Silent Push Threat Feeds: IOFA Feeds, Bulk Data Feeds and Custom Feeds
Threat feeds provide security teams with an transferable list of domains, IPs and URLs, that can be used to automatically counteract cyber threats, and improve an organization’s situational understanding of an evolving threat landscape.
Think of threat feeds as a live weather reporting system, offering up new information that can help you prepare for a storm that is coming your way, or alerting you to one that is already circling overhead.
Feeds are typically created via open source intelligence streams (often referred to as OSINT), internally by security teams using targeted intelligence, or packaged and sold to organizations by threat intelligence vendors.
Summary
This blog explains the problems faced by security teams when using feed data to detect and counteract threats, before outlining the various feed types on offer as part of a Silent Push Enterprise subscription, and how to use the data to produce actionable intelligence.
To help you understand how we collect and correlate threat data, take a quick look at our blogs on data independence and data enrichment.
Common threat feed problems
Threat feeds are the bread and butter of most security operations, but they come with a series of operational hurdles that need to be overcome before they can be relied upon as accurate and timely sources of intelligence.
1. Inaccurate information
Feed data sometimes suffers from a lack of real-time updates, incorrect information or false positives provided by unknown contributors, that creates noise and consumes resource to convert into actionable intelligence.
This is particularly true of open source intelligence (OSINT) feed data.
2. A record of what HAS happened
Threat feeds that are solely populated with post-breach data are often over valued, and aren’t equipped to provide organizations with a reliable account of pre-weaponized infrastructure.
Just like the punch that a boxer doesn’t see coming, an unknown cyber attack has the potential to cause significantly more damage to an organization than an attack vector that’s already been identified in the wild, and is therefore easier to counteract.
3. Data overload and alert fatigue
Quality of data is king.
It’s possible to have too much threat data, too much context and too many domains and IPs to sift through, using a finite set of analyst resources that’s often stretched across multiple security workflows.

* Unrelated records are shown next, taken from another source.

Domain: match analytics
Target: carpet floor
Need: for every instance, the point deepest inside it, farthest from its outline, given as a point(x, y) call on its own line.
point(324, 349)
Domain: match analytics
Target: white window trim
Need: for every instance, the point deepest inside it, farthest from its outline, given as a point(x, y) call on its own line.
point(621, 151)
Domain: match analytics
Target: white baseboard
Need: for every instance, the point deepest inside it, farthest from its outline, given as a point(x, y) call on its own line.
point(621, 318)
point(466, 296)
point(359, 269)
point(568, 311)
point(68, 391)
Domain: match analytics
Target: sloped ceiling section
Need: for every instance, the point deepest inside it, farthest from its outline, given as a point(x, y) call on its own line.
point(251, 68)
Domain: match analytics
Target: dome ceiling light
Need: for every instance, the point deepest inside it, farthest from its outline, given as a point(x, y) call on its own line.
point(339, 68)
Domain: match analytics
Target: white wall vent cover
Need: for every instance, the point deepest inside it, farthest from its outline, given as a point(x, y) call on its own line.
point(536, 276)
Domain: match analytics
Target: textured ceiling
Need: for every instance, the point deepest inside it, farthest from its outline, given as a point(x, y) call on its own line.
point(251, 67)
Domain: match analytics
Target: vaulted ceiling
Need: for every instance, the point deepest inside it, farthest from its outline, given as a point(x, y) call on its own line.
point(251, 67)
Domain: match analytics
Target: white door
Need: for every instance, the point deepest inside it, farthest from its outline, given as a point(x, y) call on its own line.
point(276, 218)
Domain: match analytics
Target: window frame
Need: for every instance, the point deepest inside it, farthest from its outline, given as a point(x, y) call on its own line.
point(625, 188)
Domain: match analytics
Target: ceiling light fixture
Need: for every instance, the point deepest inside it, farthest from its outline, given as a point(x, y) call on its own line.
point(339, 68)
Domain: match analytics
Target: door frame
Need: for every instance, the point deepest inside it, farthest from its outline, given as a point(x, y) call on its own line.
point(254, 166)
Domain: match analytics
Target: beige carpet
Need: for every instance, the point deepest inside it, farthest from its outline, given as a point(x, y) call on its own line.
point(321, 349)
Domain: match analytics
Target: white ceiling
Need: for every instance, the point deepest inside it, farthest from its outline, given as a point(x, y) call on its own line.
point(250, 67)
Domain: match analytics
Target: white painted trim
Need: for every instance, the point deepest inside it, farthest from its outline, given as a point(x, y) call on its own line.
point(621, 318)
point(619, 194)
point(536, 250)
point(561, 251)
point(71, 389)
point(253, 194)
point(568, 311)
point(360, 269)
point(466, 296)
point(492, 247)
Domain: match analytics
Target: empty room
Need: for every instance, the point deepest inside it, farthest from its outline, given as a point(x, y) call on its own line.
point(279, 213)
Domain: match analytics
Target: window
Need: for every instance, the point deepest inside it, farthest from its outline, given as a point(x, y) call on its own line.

The most effective threat feeds are populated with timely, accurate and reliable indicators that cut through the noise and provide immediately actionable intelligence, without the need for endless pivots to confirm a set of true positives.
Data Independence
Data Independence is the concept of a threat intelligence provider collecting and owning 100% of the data that it delivers to is customers.
Silent Push is wholly data independent, meaning that we are able to add an infinite amount of context to each observable data point contained within the platform.
We don’t rely on third-party collection methods, telco hardware or other security vendors. The DNS and content data that we deliver to our customers is collected, aggregated and scored by us, and us alone, using a proprietary scanning and aggregation engine, and our own query language – SPQL.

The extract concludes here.